Saiba mais sobre o grau de maturidade comercial

Antes de qualquer definição de plano, foi realizada uma análise objetiva do nível de maturidade comercial da empresa que era 40%. Esse diagnóstico, trouxe clareza sobre o estágio real da operação e ajudou a eliminar suposições.

A leitura foi direta: o principal gargalo não estava em mercado, carteira de clientes ou volume de vendas. Estava na estrutura, nos processos e no direcionamento estratégico da gestão comercial. A empresa havia crescido, mas sua forma de gerir não acompanhou esse crescimento.

O Grau de Maturidade em Governança (17%), também sugeria que o principal gargalo não estava no controle operacional, mas sim em: estrutura decisória, alinhamento societário e governança estratégica.

Havia uma governança mais operacional do que institucional.

Execução em fases, respeitando o negócio

Com o diagnóstico em mãos, o plano foi desenhado a partir de três pilares fundamentais: Rotinas, Pessoas e Diretrizes.
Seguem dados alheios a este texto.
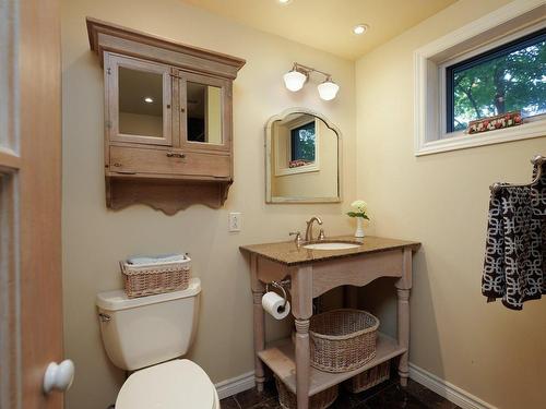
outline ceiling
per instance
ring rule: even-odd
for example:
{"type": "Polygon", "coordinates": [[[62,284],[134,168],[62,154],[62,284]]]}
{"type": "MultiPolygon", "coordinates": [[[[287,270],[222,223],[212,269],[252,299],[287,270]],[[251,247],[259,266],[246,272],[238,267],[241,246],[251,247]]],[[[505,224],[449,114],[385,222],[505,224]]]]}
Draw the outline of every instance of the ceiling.
{"type": "Polygon", "coordinates": [[[245,25],[355,60],[456,0],[181,0],[245,25]],[[365,23],[368,33],[353,27],[365,23]]]}

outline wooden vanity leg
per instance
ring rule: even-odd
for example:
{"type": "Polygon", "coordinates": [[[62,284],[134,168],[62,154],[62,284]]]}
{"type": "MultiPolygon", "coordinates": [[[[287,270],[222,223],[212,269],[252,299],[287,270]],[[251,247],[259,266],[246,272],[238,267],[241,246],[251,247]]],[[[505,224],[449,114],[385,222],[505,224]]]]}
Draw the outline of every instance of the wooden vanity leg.
{"type": "Polygon", "coordinates": [[[397,294],[397,338],[399,345],[406,351],[400,357],[399,375],[400,384],[407,386],[410,376],[408,353],[410,353],[410,290],[412,288],[412,250],[405,249],[403,254],[403,274],[396,281],[397,294]]]}
{"type": "Polygon", "coordinates": [[[309,406],[310,359],[309,320],[296,320],[296,392],[298,409],[309,406]]]}
{"type": "Polygon", "coordinates": [[[298,409],[309,408],[311,360],[309,318],[312,315],[312,267],[302,266],[292,275],[292,305],[296,318],[296,395],[298,409]]]}
{"type": "MultiPolygon", "coordinates": [[[[397,321],[399,321],[399,345],[405,347],[410,346],[410,290],[397,289],[399,305],[397,305],[397,321]]],[[[400,357],[399,375],[400,384],[407,386],[407,377],[410,376],[410,369],[407,364],[408,352],[405,351],[400,357]]]]}
{"type": "Polygon", "coordinates": [[[265,372],[262,360],[258,358],[258,352],[265,348],[265,322],[262,308],[265,286],[258,279],[258,256],[256,254],[250,256],[250,269],[254,316],[254,380],[256,388],[261,393],[265,382],[265,372]]]}

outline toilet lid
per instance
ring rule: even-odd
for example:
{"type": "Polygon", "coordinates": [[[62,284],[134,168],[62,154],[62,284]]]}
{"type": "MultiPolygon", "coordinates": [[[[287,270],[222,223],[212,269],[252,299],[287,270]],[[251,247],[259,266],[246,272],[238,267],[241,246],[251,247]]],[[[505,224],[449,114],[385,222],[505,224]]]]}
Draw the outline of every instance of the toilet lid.
{"type": "Polygon", "coordinates": [[[214,385],[187,359],[134,372],[116,400],[116,409],[214,409],[214,385]]]}

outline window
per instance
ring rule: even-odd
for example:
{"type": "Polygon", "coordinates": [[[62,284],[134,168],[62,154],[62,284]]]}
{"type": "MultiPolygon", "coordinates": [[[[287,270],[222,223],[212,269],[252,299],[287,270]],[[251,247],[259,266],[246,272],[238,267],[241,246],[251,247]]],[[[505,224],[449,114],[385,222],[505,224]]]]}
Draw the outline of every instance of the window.
{"type": "Polygon", "coordinates": [[[314,161],[314,121],[290,130],[290,160],[309,164],[314,161]]]}
{"type": "Polygon", "coordinates": [[[416,156],[546,136],[545,10],[512,1],[415,50],[416,156]],[[523,123],[495,128],[521,120],[509,111],[523,123]],[[488,132],[466,131],[497,115],[488,132]]]}
{"type": "Polygon", "coordinates": [[[447,132],[521,110],[546,113],[546,28],[446,69],[447,132]]]}

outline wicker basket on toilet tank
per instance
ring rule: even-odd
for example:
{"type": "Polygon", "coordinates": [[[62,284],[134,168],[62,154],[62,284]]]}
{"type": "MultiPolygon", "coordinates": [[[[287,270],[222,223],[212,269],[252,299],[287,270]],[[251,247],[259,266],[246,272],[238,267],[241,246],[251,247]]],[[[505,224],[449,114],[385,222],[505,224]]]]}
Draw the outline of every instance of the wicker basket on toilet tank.
{"type": "Polygon", "coordinates": [[[325,372],[348,372],[376,357],[379,320],[353,309],[313,315],[309,328],[311,365],[325,372]]]}
{"type": "Polygon", "coordinates": [[[126,293],[128,298],[144,297],[185,290],[191,278],[191,260],[185,256],[183,261],[129,264],[119,263],[126,293]]]}

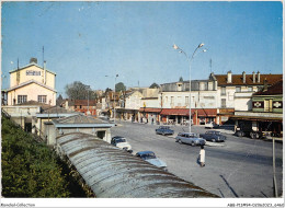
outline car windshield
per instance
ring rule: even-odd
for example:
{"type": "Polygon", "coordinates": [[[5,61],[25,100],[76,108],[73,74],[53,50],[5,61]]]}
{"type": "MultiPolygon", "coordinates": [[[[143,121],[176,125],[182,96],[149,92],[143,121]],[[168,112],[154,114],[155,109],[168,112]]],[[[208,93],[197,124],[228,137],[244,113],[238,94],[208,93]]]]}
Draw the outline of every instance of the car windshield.
{"type": "Polygon", "coordinates": [[[119,138],[119,139],[116,139],[116,142],[117,142],[117,143],[126,142],[126,139],[124,139],[124,138],[119,138]]]}
{"type": "Polygon", "coordinates": [[[156,154],[152,152],[152,153],[145,153],[145,154],[141,154],[140,155],[141,159],[144,160],[149,160],[149,159],[156,159],[156,154]]]}

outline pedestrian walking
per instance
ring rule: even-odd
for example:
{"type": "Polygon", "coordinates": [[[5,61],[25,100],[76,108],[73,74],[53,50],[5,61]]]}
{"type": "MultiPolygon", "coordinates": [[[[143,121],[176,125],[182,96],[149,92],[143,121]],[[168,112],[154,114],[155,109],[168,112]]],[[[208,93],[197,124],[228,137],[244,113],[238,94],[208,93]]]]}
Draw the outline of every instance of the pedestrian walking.
{"type": "Polygon", "coordinates": [[[200,166],[205,166],[205,149],[204,149],[204,146],[201,146],[201,149],[200,149],[200,166]]]}

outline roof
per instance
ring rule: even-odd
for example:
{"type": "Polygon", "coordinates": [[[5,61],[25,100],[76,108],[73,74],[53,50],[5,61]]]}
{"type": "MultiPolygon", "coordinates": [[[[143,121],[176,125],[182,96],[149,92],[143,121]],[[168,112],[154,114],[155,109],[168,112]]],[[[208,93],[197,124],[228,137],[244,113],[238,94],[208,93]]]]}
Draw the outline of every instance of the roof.
{"type": "MultiPolygon", "coordinates": [[[[13,70],[9,71],[9,73],[13,73],[13,72],[15,72],[15,71],[18,71],[18,70],[20,71],[20,70],[22,70],[22,69],[25,69],[25,68],[29,68],[29,67],[32,67],[32,66],[36,66],[36,67],[38,67],[38,68],[41,68],[41,69],[44,70],[44,68],[43,68],[43,67],[39,67],[37,63],[31,62],[31,63],[29,63],[29,65],[26,65],[26,66],[24,66],[24,67],[19,68],[19,69],[13,69],[13,70]]],[[[56,72],[50,71],[50,70],[48,70],[48,69],[45,69],[45,70],[48,71],[49,73],[53,73],[53,74],[56,76],[56,72]]]]}
{"type": "Polygon", "coordinates": [[[273,85],[269,86],[266,91],[255,92],[253,95],[276,95],[283,94],[283,80],[275,82],[273,85]]]}
{"type": "Polygon", "coordinates": [[[91,128],[91,127],[112,127],[114,124],[110,124],[102,119],[93,118],[82,114],[59,118],[53,120],[57,128],[91,128]]]}
{"type": "Polygon", "coordinates": [[[43,109],[47,109],[52,106],[52,105],[48,105],[48,104],[45,104],[45,103],[39,103],[37,101],[27,101],[25,103],[21,103],[21,104],[16,104],[16,105],[21,105],[21,106],[23,106],[23,105],[29,105],[29,106],[35,105],[35,106],[41,106],[43,109]]]}
{"type": "Polygon", "coordinates": [[[246,83],[242,81],[242,74],[232,74],[231,83],[227,83],[227,74],[215,74],[218,85],[263,85],[264,80],[267,84],[273,84],[283,78],[283,74],[260,74],[260,82],[255,74],[255,83],[253,83],[252,74],[246,74],[246,83]]]}
{"type": "Polygon", "coordinates": [[[42,112],[42,114],[62,114],[62,113],[75,113],[75,112],[66,109],[60,106],[53,106],[42,112]]]}
{"type": "MultiPolygon", "coordinates": [[[[178,115],[178,116],[189,116],[189,108],[163,108],[161,111],[161,115],[178,115]]],[[[216,116],[217,109],[216,108],[192,108],[191,114],[197,113],[198,116],[216,116]]]]}
{"type": "Polygon", "coordinates": [[[98,198],[209,198],[203,188],[87,134],[57,139],[57,152],[67,157],[98,198]]]}
{"type": "Polygon", "coordinates": [[[43,83],[41,83],[41,82],[38,82],[38,81],[35,81],[35,80],[29,80],[29,81],[23,82],[23,83],[21,83],[21,84],[19,84],[19,85],[9,88],[9,89],[7,89],[7,92],[12,91],[12,90],[15,90],[15,89],[19,89],[19,88],[22,88],[22,86],[25,86],[25,85],[29,85],[29,84],[32,84],[32,83],[35,83],[35,84],[37,84],[37,85],[41,85],[41,86],[43,86],[43,88],[46,88],[46,89],[48,89],[48,90],[52,90],[52,91],[56,92],[55,89],[53,89],[53,88],[50,88],[50,86],[48,86],[48,85],[46,85],[46,84],[43,84],[43,83]]]}
{"type": "Polygon", "coordinates": [[[96,102],[94,100],[75,100],[73,101],[75,104],[73,105],[83,105],[83,106],[88,106],[88,103],[89,103],[89,106],[96,106],[96,102]]]}
{"type": "Polygon", "coordinates": [[[161,108],[140,107],[139,112],[160,113],[161,108]]]}

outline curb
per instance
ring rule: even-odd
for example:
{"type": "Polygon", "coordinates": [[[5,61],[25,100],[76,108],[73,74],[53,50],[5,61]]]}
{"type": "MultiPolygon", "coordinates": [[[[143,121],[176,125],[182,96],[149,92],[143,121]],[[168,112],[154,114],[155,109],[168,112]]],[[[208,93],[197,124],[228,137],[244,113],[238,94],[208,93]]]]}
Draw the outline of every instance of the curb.
{"type": "Polygon", "coordinates": [[[209,147],[225,147],[226,145],[218,143],[218,142],[206,141],[205,146],[209,146],[209,147]]]}

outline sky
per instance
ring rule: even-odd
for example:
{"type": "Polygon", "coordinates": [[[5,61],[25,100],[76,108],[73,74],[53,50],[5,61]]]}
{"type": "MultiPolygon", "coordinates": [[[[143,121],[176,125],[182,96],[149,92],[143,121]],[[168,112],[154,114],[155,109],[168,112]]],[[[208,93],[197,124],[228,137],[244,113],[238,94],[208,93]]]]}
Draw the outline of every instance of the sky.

O objetivo não era criar complexidade, mas estabelecer uma base mínima de gestão capaz de gerar previsibilidade e sustentar novos ciclos de crescimento.

A implementação respeitou o negócio, sua sazonalidade e a capacidade real de absorção da equipe. O trabalho foi dividido em duas grandes etapas. A primeira focada em organizar a estrutura comercial, definir rotinas claras e alinhar incentivos. A segunda voltada à consolidação desses ajustes e à preparação da empresa para crescer de forma mais estruturada.

A lógica foi simples, mas decisiva: organizar antes de acelerar.

Começando pelo básico: gestão aplicada ao dia a dia

Reuniões semanais com a liderança passaram a acontecer de forma consistente, criando um espaço regular de acompanhamento, alinhamento e tomada de decisão. Isso trouxe ritmo à operação e clareza sobre prioridades.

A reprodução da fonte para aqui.